Wine yeast have a high demand for nutrients, not only during rehydration, but throughout fermentation. Fermentation nutrients are a class of products specifically designed to help remedy deficiencies the juice/must may have.
What is Deficient?
This is always the first question to ask. Nitrogen deficiency is the most common and talked about issue with fermentation problems. Fortunately, it is relatively easy to analyze and remedied using additives such as diammonium phosphate (DAP).
Micro-nutrients refers to various compounds naturally occurring in grapes, including sterols, lipids, vitamins, and minerals. These are often deficient in juice/must, but very rarely identifiable prior to fermentation. Problems with can usually be guaranteed for grapes that have a history of deficiency or grapes that have been subject to poor growing conditions, such as mold or rot. Still, winemakers have a far more difficult time forecasting potential threats to successful fermentation and subsequent negative effects on wine quality.

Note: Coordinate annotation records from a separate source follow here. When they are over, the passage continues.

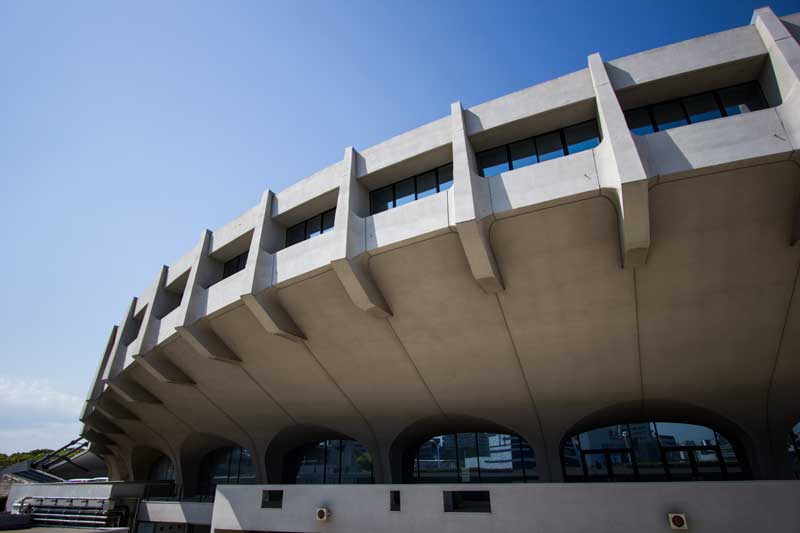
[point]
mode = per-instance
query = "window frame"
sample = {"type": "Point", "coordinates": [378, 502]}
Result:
{"type": "Point", "coordinates": [680, 100]}
{"type": "Point", "coordinates": [564, 146]}
{"type": "Point", "coordinates": [393, 187]}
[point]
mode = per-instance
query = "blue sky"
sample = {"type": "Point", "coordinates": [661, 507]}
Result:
{"type": "Point", "coordinates": [128, 128]}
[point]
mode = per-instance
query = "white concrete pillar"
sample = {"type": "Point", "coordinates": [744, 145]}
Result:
{"type": "Point", "coordinates": [259, 294]}
{"type": "Point", "coordinates": [350, 263]}
{"type": "Point", "coordinates": [621, 173]}
{"type": "Point", "coordinates": [473, 207]}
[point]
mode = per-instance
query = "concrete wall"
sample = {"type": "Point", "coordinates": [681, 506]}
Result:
{"type": "Point", "coordinates": [734, 507]}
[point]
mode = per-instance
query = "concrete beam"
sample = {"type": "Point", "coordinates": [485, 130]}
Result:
{"type": "Point", "coordinates": [164, 370]}
{"type": "Point", "coordinates": [473, 207]}
{"type": "Point", "coordinates": [352, 210]}
{"type": "Point", "coordinates": [206, 342]}
{"type": "Point", "coordinates": [259, 297]}
{"type": "Point", "coordinates": [116, 362]}
{"type": "Point", "coordinates": [131, 391]}
{"type": "Point", "coordinates": [622, 176]}
{"type": "Point", "coordinates": [114, 410]}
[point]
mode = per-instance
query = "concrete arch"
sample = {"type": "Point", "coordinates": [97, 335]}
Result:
{"type": "Point", "coordinates": [292, 437]}
{"type": "Point", "coordinates": [142, 459]}
{"type": "Point", "coordinates": [743, 443]}
{"type": "Point", "coordinates": [404, 445]}
{"type": "Point", "coordinates": [195, 447]}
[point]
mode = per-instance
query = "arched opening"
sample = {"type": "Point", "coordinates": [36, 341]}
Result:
{"type": "Point", "coordinates": [473, 457]}
{"type": "Point", "coordinates": [652, 451]}
{"type": "Point", "coordinates": [230, 465]}
{"type": "Point", "coordinates": [162, 469]}
{"type": "Point", "coordinates": [793, 449]}
{"type": "Point", "coordinates": [328, 462]}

Fermentation nutrients are specifically aimed to provide yeast with micro-nutrients. They can be classed in two different categories: complex yeast nutrients and vitamin supplements.
Complex yeast nutrients
These proprietary blends of nutrients include products such as Fermaid K/O, Bioactiv, and Superfood. They provide several nutrients at varying levels, primarily derived from autolyzed yeast cells.
- Many provide nitrogen, whether inorganic, organic, or a combination.
- Lipids, otherwise referred to as fatty acids.
- Vitamins which may include thiamine, biotin, and niacin.
The cell wall structures provided by the autolyzed yeast also play important roles during fermentation.
- Absorb medium-chain fatty acids that are toxic to yeast, helping prevent alcohol toxicity and yeast stress.
- Provide nucleation sites, helping keep the yeast in suspension throughout fermentation.
Winemakers have varying views on when, why, and how to use complex yeast nutrients. These decisions are often made using expense consideration.
- Only for juice/must destined for higher price-point finished products. This is particularly relevant in large-scale wine production.
- Only for ferments that already display problems, such as stuck ferments.
- Using a combination of two products. For example, Superfood is significantly less expensive than Bioactiv.
- Completing multiple additions at different stages of fermentation.
Some suppliers will purchase specialized individual vitamin supplements, while commercially available products include Cerevit and Vitamix. These provide an array of key nutrients such as thiamine, biotin, nicotinamide, magnesium sulphate, calcium panthothenate, and folic acid. Many of these micro-nutrients are contained in complex yeast nutrients, but can remain at deficient levels depending on the state of the juice/must.
Again, winemakers all have varying views on when, why, and how to use vitamin supplements. The primary concern to keep in mind is making sure that legal levels of certain micro-nutrients are not exceeded, particularly when using vitamin supplements in conjunction with out yeast nutrients. For example, Cerevit added at its recommended rate contains the legal limit of calcium panthothenate for most countries. Used in conjunction with Bioactiv, the resultant wine will be above legal limits.
I personally recommend using vitamin supplements as a safety precaution whenever there is a hint of a problem during higher-end wine production.
- Their cost will not make a significant increase to production expense.
- They do not directly effect aroma/flavor. Basically, they will only production of undesirable compounds due to yeast stress.
- Peace of mind. You won't regret using it, but you very well may regret not.